Index AI : AFR 47/015/2004
ÉFAI

COMMUNIQUÉ DE PRESSE

Amnesty International demande instamment au gouvernement du Rwanda de faire
son maximum pour encourager l’indépendance de la presse et de s’abstenir de
toute ingérence dans les décisions de justice en se servant de la loi pour
réprimer les activités journalistiques.

Charles Kabonero, vingt-quatre ans, directeur de publication du principal
hebdomadaire indépendant rwandais, Umuseso, actuellement sous le feu des
critiques, attend le verdict dans le procès que lui a intenté Denis Polisi,
vice-président de la Chambre des députés. Le procureur du district a requis
une peine de quatre ans d’emprisonnement et une amende de 300 000 francs
rwandais (environ € 540). Les avocats de Denis Polisi ont réclamé 50 000 000
de francs rwandais (environ € 90 090) de dommages et intérêts. Le verdict
est attendu mardi 23 novembre 2004.

Charles Kabonero a comparu le 16 novembre, inculpé de « divisionnisme » et
diffamation, principalement pour avoir écrit un article, paru début août
2004, sur les ambitions politiques supposées de Denis Polisi. Une
condamnation à verser des dommages et intérêts de 50 000 000 de francs
rwandais équivaudrait de fait à une fermeture du journal indépendant.

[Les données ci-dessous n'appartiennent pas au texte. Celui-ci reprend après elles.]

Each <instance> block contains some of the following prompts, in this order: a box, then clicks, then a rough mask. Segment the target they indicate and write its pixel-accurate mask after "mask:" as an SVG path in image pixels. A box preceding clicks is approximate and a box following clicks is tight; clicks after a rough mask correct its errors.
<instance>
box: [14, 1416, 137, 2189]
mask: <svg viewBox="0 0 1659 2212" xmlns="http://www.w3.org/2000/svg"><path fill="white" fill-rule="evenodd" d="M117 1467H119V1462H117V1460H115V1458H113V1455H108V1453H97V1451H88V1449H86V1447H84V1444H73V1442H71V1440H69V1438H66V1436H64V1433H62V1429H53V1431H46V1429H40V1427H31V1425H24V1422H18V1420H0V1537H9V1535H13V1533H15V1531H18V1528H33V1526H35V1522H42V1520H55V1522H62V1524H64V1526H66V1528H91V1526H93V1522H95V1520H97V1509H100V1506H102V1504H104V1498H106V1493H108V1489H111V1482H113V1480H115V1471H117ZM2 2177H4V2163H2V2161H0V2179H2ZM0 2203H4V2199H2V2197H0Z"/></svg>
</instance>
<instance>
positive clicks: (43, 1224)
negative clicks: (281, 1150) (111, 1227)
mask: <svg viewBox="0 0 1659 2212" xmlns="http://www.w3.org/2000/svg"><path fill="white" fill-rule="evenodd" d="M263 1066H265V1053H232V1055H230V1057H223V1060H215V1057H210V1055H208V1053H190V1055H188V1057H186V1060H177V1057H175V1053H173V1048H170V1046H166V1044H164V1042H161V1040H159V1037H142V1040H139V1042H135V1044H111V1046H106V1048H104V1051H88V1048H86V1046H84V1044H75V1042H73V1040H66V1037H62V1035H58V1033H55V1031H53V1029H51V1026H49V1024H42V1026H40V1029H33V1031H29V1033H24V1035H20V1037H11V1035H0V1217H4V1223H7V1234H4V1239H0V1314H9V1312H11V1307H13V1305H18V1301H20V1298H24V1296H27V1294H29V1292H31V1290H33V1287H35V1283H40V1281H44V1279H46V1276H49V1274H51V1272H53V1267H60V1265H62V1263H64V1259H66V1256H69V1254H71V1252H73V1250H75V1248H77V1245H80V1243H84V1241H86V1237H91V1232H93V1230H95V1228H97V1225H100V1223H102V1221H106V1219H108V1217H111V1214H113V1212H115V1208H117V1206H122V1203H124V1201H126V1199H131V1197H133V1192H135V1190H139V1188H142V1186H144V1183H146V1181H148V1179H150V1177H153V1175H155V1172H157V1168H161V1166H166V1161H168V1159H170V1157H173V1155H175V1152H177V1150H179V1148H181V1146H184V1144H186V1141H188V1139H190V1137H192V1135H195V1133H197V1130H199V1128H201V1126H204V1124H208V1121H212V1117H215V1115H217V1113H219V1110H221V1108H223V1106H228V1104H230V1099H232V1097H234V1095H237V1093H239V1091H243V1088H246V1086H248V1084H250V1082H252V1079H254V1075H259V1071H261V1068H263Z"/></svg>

Le mercredi 10 novembre, deux autres journalistes avaient été placés en
détention : Patrice Nsengiyumva, directeur de la Maison de la Presse et
Bonaventure Bizimuremyi, rédacteur en chef du journal indépendant Umucyo.
Ils ont été présentés à un magistrat au bout d’une semaine, soit bien après
les 72 heures prévues par la loi. Ils ont été détenus au secret, mais ont
finalement pu voir leurs avocats et des membres de leurs familles. Ils ont
été remis en liberté provisoire le 18 novembre, l’enquête judiciaire se
poursuit.

La commission rwandaise de réforme des lois déclarait, en juin 2003, qu’elle
s’engageait à renforcer l’indépendance de la justice « base d’une paix et
d’un développement durables au Rwanda ». Amnesty International recommande
aux juges et magistrats qui luttent pour résister aux pressions politiques
et à la tentation de la corruption de faire respecter les règles du droit.